D’après la direction générale de la compagnie, la mise en chômage technique de ces 250 salariés prend effet dès le 22 juin 2020 et « pour une durée de trois mois renouvelables, le cas échéant ».
La compagnie précise que cette mise en chômage technique « consiste en une suspension du contrat de travail consécutive à la conjoncture économique défavorable à la compagnie du fait, principalement, des effets néfastes de la pandémie de la Covid-19 ».

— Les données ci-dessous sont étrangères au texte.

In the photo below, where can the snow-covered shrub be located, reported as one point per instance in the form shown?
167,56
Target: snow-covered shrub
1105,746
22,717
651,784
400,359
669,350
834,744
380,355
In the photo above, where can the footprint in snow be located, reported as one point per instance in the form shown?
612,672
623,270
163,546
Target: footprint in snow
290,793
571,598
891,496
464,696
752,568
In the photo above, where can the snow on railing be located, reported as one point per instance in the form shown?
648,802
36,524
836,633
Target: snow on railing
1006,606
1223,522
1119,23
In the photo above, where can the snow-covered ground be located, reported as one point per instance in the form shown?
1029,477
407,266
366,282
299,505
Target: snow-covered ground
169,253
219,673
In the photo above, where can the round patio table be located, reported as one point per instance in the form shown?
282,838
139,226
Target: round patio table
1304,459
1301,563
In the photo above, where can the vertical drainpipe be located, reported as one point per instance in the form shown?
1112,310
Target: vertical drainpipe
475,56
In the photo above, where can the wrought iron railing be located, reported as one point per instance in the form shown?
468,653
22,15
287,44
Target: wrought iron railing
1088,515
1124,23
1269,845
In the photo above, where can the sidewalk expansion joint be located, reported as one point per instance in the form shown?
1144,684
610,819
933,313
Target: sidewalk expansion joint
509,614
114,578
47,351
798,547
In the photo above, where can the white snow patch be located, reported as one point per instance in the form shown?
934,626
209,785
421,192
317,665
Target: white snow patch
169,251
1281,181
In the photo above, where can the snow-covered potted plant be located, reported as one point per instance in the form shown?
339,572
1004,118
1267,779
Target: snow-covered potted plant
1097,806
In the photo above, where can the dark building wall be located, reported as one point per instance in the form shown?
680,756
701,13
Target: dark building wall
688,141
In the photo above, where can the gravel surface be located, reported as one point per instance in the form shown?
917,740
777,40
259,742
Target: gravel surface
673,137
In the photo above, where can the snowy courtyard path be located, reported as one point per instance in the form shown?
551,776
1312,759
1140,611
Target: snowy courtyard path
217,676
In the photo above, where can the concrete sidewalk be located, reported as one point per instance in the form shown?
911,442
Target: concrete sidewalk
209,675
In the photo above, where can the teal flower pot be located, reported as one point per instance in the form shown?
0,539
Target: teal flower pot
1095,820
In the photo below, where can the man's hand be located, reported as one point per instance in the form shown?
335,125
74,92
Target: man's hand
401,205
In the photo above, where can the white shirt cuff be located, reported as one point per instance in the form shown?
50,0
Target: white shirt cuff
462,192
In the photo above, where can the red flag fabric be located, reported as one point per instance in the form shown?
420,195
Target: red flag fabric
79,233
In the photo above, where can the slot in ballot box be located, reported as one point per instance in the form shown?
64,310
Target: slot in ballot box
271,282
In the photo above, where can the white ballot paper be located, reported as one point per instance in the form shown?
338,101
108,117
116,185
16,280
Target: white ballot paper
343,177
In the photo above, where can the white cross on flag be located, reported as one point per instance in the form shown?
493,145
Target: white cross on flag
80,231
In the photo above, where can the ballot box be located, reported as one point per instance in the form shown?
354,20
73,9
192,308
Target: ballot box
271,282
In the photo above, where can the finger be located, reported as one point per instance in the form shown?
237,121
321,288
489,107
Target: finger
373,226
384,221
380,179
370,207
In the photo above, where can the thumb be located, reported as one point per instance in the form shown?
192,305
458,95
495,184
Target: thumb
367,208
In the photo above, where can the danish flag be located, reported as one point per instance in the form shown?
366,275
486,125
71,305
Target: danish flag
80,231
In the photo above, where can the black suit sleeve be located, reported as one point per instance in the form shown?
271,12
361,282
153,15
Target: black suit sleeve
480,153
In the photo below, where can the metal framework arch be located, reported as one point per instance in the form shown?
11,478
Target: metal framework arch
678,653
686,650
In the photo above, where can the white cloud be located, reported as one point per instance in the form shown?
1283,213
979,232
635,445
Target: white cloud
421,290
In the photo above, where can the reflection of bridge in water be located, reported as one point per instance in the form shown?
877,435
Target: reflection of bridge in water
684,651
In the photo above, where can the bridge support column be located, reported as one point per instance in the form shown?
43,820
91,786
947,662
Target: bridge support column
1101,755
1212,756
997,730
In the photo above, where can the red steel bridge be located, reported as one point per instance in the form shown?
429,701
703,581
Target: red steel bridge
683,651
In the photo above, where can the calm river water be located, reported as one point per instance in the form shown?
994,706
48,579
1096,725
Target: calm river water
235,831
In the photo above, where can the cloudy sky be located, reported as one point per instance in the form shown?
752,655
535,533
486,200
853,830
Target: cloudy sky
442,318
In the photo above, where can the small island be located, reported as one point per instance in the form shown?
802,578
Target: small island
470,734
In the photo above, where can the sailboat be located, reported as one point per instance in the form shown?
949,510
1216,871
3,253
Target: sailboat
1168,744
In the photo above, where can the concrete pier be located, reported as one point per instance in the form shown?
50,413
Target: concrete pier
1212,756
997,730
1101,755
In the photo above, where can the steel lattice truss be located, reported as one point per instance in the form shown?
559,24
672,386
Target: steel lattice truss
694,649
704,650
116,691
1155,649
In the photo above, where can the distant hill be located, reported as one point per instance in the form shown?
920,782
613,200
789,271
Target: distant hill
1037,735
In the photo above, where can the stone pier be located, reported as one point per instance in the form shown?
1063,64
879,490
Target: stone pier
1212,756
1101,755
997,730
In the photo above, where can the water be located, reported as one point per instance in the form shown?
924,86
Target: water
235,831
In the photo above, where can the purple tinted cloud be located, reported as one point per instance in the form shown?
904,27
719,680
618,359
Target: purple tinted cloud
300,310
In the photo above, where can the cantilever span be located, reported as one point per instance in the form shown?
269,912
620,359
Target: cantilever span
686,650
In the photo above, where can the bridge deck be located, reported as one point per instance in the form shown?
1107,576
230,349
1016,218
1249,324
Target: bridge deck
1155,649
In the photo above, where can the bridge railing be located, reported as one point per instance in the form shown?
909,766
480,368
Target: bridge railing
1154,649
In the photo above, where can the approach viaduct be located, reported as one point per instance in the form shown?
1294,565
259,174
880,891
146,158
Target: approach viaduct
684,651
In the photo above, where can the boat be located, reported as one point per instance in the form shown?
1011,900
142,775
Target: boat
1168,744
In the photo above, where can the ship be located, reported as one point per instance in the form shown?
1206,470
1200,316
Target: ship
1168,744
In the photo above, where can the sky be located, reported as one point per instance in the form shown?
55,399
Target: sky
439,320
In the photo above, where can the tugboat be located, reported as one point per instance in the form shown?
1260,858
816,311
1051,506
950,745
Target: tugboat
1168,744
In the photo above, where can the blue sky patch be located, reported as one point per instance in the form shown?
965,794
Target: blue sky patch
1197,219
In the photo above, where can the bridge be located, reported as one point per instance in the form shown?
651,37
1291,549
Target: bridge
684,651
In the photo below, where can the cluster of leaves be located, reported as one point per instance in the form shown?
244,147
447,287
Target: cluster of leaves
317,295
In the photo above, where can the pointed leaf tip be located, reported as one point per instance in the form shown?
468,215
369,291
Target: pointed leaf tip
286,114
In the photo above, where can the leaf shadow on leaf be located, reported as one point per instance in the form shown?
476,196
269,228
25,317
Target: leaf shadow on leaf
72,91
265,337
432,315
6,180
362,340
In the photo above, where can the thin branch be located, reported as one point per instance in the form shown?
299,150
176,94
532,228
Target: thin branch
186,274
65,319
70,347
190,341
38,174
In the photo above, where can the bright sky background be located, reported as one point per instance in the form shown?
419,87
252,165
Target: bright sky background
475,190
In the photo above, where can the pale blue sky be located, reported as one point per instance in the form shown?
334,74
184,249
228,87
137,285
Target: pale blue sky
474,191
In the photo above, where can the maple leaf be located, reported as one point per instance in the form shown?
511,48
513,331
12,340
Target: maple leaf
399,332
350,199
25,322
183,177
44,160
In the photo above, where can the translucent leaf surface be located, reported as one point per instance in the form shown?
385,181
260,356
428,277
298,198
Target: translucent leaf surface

Dans une correspondance datée du 8 juin, le directeur général de la Camair-Co, a révélé qu’il attend, depuis le mois de mai le soutien de l’État, unique actionnaire de l’entreprise, pour sortir la compagnie de la zone de turbulences.
La compagnie nationale aérienne souhaitait l’appui du gouvernement, « en vue du règlement à la fois des arriérés et de la prime d’assurance nécessaire au convoyage du premier Boeing 737-700 NG vers le centre de maintenance ».
Le 5 juin, la compagnie nationale aérienne avait adressé un message au personnel à travers lequel il leur présentait un plan d’austérité applicable sur les trois prochains mois.
Ledit plan prévoit notamment la mise en chômage technique de 65% du personnel, pour une période de trois mois, éventuellement renouvelables.
Dans le message, le directeur général exposait également à ses collaborateurs les difficultés auxquelles la compagnie fait face. Entre autres le paiement des arriérés de salaire des employés (3 mois), le paiement des frais de location ou de réfection de la flotte.